On July 17, 2014, we acquired Citrus Lane, Inc. (“Citrus Lane”), the leading social commerce platform designed for moms, pursuant to an Agreement and Plan of Merger, dated as of July 14, 2014, by and among Care.com, Citrus Lane, and the other parties thereto.  The consideration paid at the closing consisted of $22.9 million in cash and $8.1 million in equity.  In addition, up to $16.4 million in cash and $1.2 million in equity will be payable in the event Citrus Lane achieves certain milestones in 2015 and 2016. Given that the acquisition closed on July 17, 2014, the Company determined it was impracticable to provide all the disclosures required for a business combination pursuant to ASC 805, Business Combinations, and will do so in connection with a future filing.

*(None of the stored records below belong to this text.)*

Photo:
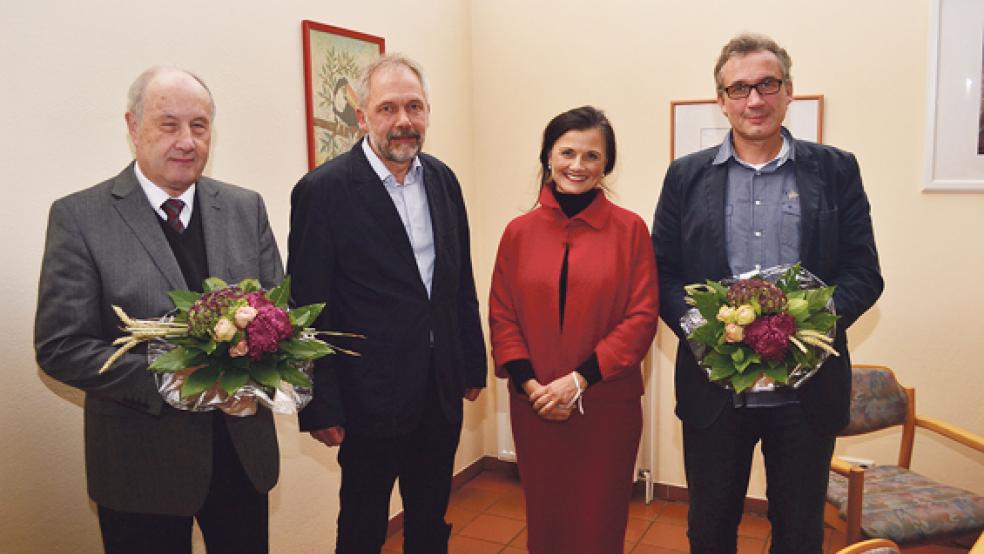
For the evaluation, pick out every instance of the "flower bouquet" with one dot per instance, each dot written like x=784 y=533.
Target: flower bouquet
x=231 y=347
x=775 y=328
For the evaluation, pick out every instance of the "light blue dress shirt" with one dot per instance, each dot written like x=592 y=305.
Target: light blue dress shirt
x=410 y=200
x=156 y=196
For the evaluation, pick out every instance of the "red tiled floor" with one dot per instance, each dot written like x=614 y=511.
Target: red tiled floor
x=491 y=528
x=459 y=518
x=474 y=498
x=520 y=540
x=666 y=535
x=675 y=513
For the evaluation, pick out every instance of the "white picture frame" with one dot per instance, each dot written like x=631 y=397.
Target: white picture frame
x=954 y=158
x=699 y=124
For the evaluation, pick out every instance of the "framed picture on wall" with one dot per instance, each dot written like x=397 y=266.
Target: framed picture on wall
x=955 y=122
x=333 y=59
x=699 y=124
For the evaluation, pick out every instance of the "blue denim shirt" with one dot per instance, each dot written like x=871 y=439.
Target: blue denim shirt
x=762 y=227
x=762 y=209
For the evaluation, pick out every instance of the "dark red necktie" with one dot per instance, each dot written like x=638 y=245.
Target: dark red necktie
x=172 y=207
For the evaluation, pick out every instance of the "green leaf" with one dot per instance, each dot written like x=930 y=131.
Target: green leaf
x=200 y=380
x=183 y=299
x=233 y=379
x=720 y=290
x=305 y=349
x=265 y=374
x=295 y=377
x=748 y=358
x=209 y=346
x=742 y=381
x=305 y=315
x=719 y=373
x=708 y=333
x=175 y=360
x=213 y=284
x=822 y=322
x=788 y=283
x=250 y=285
x=706 y=303
x=280 y=294
x=189 y=342
x=798 y=308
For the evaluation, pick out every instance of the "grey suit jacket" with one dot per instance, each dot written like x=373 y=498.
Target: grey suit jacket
x=105 y=246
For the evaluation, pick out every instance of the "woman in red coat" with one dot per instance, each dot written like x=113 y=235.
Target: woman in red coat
x=573 y=310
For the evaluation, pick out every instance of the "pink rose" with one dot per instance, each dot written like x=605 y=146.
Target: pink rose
x=241 y=348
x=733 y=332
x=244 y=316
x=224 y=330
x=258 y=300
x=769 y=335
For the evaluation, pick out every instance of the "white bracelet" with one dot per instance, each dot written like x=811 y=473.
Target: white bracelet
x=577 y=397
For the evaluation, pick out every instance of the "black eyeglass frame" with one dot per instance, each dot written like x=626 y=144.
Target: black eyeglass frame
x=759 y=87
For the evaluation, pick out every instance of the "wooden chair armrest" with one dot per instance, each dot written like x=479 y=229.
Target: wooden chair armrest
x=855 y=496
x=951 y=431
x=841 y=467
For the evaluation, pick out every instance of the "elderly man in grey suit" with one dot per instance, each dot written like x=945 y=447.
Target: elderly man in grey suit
x=157 y=226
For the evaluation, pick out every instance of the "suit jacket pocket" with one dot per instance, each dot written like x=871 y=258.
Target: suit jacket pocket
x=112 y=408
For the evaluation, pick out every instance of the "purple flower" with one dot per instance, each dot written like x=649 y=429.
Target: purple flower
x=258 y=300
x=769 y=335
x=270 y=326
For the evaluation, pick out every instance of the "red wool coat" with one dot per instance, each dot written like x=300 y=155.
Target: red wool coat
x=612 y=301
x=576 y=475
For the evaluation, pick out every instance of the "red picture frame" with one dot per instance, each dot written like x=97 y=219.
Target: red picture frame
x=333 y=59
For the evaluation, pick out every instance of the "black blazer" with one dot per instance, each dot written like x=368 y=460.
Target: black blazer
x=837 y=245
x=348 y=247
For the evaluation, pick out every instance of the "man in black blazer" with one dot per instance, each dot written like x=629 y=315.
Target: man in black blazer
x=380 y=234
x=762 y=198
x=152 y=468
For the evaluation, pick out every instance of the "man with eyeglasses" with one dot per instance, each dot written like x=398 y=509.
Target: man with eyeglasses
x=760 y=199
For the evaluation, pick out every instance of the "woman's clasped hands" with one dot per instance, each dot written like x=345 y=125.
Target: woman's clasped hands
x=556 y=400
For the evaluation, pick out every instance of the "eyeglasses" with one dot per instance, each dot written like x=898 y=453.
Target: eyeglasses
x=742 y=90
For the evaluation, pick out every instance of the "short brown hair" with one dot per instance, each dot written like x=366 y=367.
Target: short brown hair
x=748 y=43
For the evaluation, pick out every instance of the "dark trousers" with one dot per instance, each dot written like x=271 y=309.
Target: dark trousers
x=718 y=461
x=423 y=460
x=233 y=518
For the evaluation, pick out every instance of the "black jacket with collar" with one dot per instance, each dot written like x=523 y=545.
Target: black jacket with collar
x=348 y=248
x=837 y=245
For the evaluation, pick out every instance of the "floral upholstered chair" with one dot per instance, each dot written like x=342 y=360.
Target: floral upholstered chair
x=890 y=501
x=871 y=546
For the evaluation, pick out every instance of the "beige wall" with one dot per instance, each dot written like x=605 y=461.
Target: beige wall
x=499 y=71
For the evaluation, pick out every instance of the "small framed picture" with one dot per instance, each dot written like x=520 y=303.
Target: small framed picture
x=955 y=111
x=699 y=124
x=333 y=59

Description of Business and Summary of Significant Accounting Policies (Policies)
Certain Significant Risks and Uncertainties
We operate in a dynamic industry and, accordingly, can be affected by a variety of factors. For example, we believe that changes in any of the following areas could have a significant negative effect on us in terms of our future financial position, results of operations or cash flows: rates of revenue growth; engagement and usage of our products; scaling and adaptation of existing technology and network infrastructure; competition in our market; management of our growth; acquisitions and investments; qualified employees and key personnel; protection of our brand and intellectual property; protection of customers’ information and privacy concerns; and security measures related to our website, among other things.
Basis of Presentation
The accompanying unaudited condensed consolidated financial statements have been prepared in accordance with generally accepted accounting principles in the United States (“GAAP”) and applicable rules and regulations of the Securities and Exchange Commission regarding interim financial reporting. Certain information and note disclosures normally included in the financial statements prepared in accordance with GAAP have been condensed or omitted pursuant to such rules and regulations. Therefore, these condensed consolidated financial statements should be read in conjunction with the consolidated financial statements and notes included in our Annual Report on Form 10-K for the fiscal year ended December 28, 2013, filed on March 6, 2014.
The condensed consolidated balance sheet as of December 28, 2013, included herein was derived from the audited financial statements as of that date, but does not include all disclosures including notes required by GAAP on an annual reporting basis.
In the opinion of management, the accompanying unaudited condensed consolidated financial statements reflect all normal recurring adjustments necessary to present fairly the financial position, results of operations, and cash flows for the interim periods, and are not necessarily indicative of the results of operations to be anticipated for Fiscal 2014 or any future period.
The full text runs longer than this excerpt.